Danish stand-up comedian (born 1977)

Torben Chris Nielsen (born 13 February 1977) is a Danish standup comedian. Media attention towards him began to surface during various events such as the DM in stand-up 2003 Comedy Fight Club on TV 2 Zulu and host of Comedy Zoo.

==Career==
In 2003 he qualified for the semifinals of the championship in stand-up with his 12th show ever. The following year he made it to 4th place, and while Torben Chris completed his teacher training at Jelling College, he played on with stand-up. In 2005 he gave two shows at that year's Jelling Music Festival after winning a talent competition at Vejle Local Radio. In 2006, Torben Chris was placed at number 3 at DM in stand-up and has since appeared several times on Comedy Zoo, Kulcaféen, numerous danish venues and clubs around the country as well as at major international festivals. In 2006 he made a mini-tour with Linda P and Karsten Green with the ironic title Os from TV. In addition, he was part of Telia Comedy Tour January '07 and TV2 Zulu Comedy Fight Club in autumn 2007.

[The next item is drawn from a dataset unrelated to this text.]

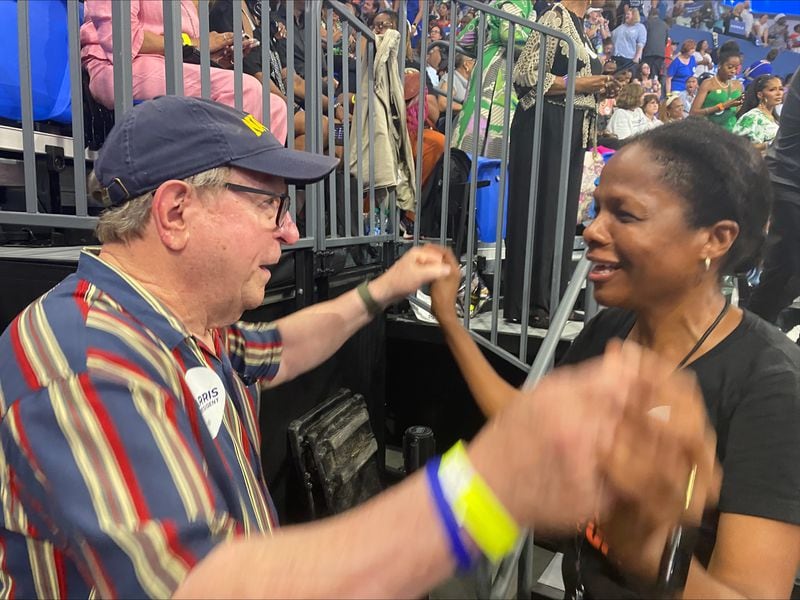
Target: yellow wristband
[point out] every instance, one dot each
(475, 507)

He has appeared in Comedy Aid in 2011 and 2012. Along with Thomas Hartmann, he made the show Men's Room in 2011. The following year, Hartmann and Chris show up with Men's Room 2.

Torben Chris and Thomas Hartmann hosting the Comedy Aid 2014. In 2015 he starred in TV3's reality show I am a celebrity – get me out of here!

==Controversy==
In December 2015 Chris put a picture of himself and his 2-year-old daughter in a bathtub together on Facebook. This resulted in a widely reported controversy by various media outlets, many of whose analysts thought that nudity or naturism between a father and a daughter is inappropriate. Chris responded by saying that "Children and adults are allowed to be naked together. If we could not bear to see each other naked, we would feed / be born with clothes on (...). Nakedness with your child is not disgusting, but natural". The incident would resurface in subsequent moments and stories about similarly clothless fathers. Torben Chris subsequently stated that one of his motivations for his actions were to confront what he views as widespread prudishness surrounding the human body in Danish society.